6.6. Reading Scan Data from APS Beamlines

This list is minimal, but can be expanded easily to accomodate more facilities and beamlines.

_io.read_mda(filename, maxdim=4)

read a binary MDA (multi-Dimensional Array) file from the Epics SScan Record, and return a group based on the scans it contains. This is not very well tested – use with caution!

_io.read_gsescan(filename)

read a (old-style) GSECARS Escan data file into a group.

_io.read_stepscan(filename)

read a GSECARS StepScan data file into a group.

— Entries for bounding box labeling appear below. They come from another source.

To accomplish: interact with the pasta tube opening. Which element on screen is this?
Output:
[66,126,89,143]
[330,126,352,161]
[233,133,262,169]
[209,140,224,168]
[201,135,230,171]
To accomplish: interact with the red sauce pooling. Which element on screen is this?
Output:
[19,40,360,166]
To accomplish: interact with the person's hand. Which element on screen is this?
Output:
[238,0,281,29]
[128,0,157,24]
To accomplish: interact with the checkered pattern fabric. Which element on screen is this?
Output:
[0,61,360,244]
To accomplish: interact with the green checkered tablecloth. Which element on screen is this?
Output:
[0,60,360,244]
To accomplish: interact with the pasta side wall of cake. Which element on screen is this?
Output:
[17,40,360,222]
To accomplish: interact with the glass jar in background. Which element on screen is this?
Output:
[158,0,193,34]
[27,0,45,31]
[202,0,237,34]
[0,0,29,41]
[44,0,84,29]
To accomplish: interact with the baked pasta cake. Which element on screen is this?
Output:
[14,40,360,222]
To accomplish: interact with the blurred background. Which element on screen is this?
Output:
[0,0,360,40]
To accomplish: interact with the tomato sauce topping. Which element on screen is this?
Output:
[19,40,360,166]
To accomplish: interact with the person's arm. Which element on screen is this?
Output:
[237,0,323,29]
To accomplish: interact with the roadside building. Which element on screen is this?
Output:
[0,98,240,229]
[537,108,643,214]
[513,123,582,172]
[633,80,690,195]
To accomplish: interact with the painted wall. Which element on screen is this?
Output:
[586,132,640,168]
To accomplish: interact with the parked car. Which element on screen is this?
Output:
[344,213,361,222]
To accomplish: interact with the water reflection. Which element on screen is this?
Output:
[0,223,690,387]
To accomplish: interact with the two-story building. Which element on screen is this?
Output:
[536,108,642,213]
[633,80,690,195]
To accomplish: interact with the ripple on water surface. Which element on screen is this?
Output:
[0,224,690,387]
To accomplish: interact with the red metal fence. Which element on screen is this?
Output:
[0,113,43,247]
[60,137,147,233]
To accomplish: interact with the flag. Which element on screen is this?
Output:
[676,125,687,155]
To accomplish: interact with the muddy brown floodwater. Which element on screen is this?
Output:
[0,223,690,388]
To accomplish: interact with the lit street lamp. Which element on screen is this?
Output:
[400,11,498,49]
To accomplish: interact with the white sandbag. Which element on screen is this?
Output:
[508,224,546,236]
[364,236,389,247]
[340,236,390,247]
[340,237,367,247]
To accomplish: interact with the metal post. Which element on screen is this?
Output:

6.7. Reading XAFS Data Interchange (XDI) Files

The X-ray Data Interchange Format has been developed as part of an effort to standardize the format of XAFS data files (see xdi.)

_io.read_xdi(filename)

read an XDI data file into a Larch group.

6.8. Saving and Restoring Larch Groups

It is often useful to save groups of data and be able to open them again later. The save() / restore() mechanism here allows you to save the state of a number of Larch groups and use them in another session.

Some precautions should be kept in mind, as not all Larch data is easily transferrable. Most importantly, Python functions cannot be saved to any sort of data that can be recovered in a meaningful way. This is actually not as big of a problem as you might expect: you want to save data, and the functions will be present in the later session. All the built-in Larch groups and data structures can be saved and restored.

_io.save(filename, list_of_groups)

save a set of Larch groups and data into an HDF5 file.

_io.restore(filename, group=None)

recover groups from a Larch ‘save’ file. If group is None, the groups in the save file will be returned (in the order in which they were saved). If group is an existing Larch group, the groups in the save file will be put inside that group, and will not be returned.